We do not see a reason to distinguish a reduction of tax rates on a product from a reduction in transportation or postal rates. Indeed, an examination of the text, context, and object and purpose of Article III:8(b) suggests that it was intended to exempt from the obligations of Article III only the payment of subsidies which involves the expenditure of revenue by a government.”(370)

243.    In Indonesia – Autos, the Panel examined the consistency of certain tax exemption to domestically produced automobiles. The Panel rejected Indonesia’s argument that tax exemptions are excluded from the scope of Article III by virtue of Article III:8(b), stating:

“In line with its two previous arguments, Indonesia maintains the view that ‘the payment of subsidies’ in Article III:8(b) of GATT must refer to all subsidies identified in Article 1 of the SCM Agreement, not merely to the subset of ‘direct’ subsidies. Under this approach, any measure which constitutes a subsidy within the meaning of the SCM Agreement would not be subject to Article III of GATT. In Indonesia’s view, only this interpretation avoids rendering the SCM Agreement meaningless.

We consider that the purpose of Article III:8(b) is to confirm that subsidies to producers do not violate Article III, so long as they do not have any component that introduces discrimination between imported and domestic products.

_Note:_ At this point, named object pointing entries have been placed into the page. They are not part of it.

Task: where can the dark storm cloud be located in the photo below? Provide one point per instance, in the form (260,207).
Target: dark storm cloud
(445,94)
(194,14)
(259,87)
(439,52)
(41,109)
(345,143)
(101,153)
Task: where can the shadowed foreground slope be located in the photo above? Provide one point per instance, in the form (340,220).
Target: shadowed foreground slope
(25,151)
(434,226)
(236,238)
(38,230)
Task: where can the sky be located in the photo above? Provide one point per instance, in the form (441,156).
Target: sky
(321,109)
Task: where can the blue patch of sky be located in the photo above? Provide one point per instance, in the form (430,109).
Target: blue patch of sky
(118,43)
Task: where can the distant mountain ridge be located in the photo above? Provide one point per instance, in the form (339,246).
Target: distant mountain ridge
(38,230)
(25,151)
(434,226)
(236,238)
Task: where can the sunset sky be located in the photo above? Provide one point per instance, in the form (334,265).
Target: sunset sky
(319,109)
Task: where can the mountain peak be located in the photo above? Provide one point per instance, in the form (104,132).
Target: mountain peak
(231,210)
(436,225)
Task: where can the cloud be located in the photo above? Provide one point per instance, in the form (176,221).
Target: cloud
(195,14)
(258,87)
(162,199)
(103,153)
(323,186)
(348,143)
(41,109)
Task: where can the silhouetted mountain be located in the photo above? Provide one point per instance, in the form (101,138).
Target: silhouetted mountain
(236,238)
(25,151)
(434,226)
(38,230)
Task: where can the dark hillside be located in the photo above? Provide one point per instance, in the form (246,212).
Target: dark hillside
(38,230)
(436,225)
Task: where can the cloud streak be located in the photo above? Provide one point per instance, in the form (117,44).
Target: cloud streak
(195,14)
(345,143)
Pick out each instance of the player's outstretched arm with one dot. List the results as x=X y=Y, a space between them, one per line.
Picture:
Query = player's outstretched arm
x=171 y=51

In our view the wording payment of subsidies exclusively to domestic producers’ exists so as to ensure that only subsidies provided to producers, and not tax or other forms of discrimination on products, be considered subsidies for the purpose of Article III:8(b) of GATT. This is in line with previous GATT panels(371) and WTO Appellate Body(372) reports.

We recall also that the type of interpretation sought by Indonesia was explicitly excluded by the drafters of Article III:8(b) when they rejected a proposal by Cuba at the Havana Conference to amend the Article so as to read:

‘The provisions of this Article shall not preclude the exemption of domestic products from internal taxes as a means of indirect subsidization in the cases covered under Article [XVI]’(373)

The arguments submitted by Indonesia that its measures are only governed by the SCM Agreement clearly do not find any support in the wording of Article III:8(b) of GATT. On the contrary, Article III:8(b) confirms that the obligations of Article III and those of Article XVI (and the SCM Agreement) are different and complementary: subsidies to producers are subject to the national treatment provisions of Article III when they discriminate between imported and domestic products.”(374)

(b) Reference to GATT practice

244.    With respect to GATT practice on this subject-matter, see also GATT Analytical Index, pages 194-197.

D. Relationship with other Articles

1. Article I

245.    The Panel on US – Gasoline did not examine a claim under GATT Article I after having found a violation of Article III:4 for the subject measure.(375)

2. Article II

246.    In EC – Bananas III, the Appellate Body found the EC import licensing system for bananas inconsistent with Article III:4. The European Communities claimed that Article III:4 was not applicable to the import licensing system because it was a border measure. The Appellate Body noted the existence of the “operator category rules” and the “activity function rules”, which both affected the allocation of licences. The Appellate Body held that “these rules go far beyond the mere import licence requirements needed to administer the tariff quota … and therefore fall within the scope of [Article III:4]”. See paragraph 96 above.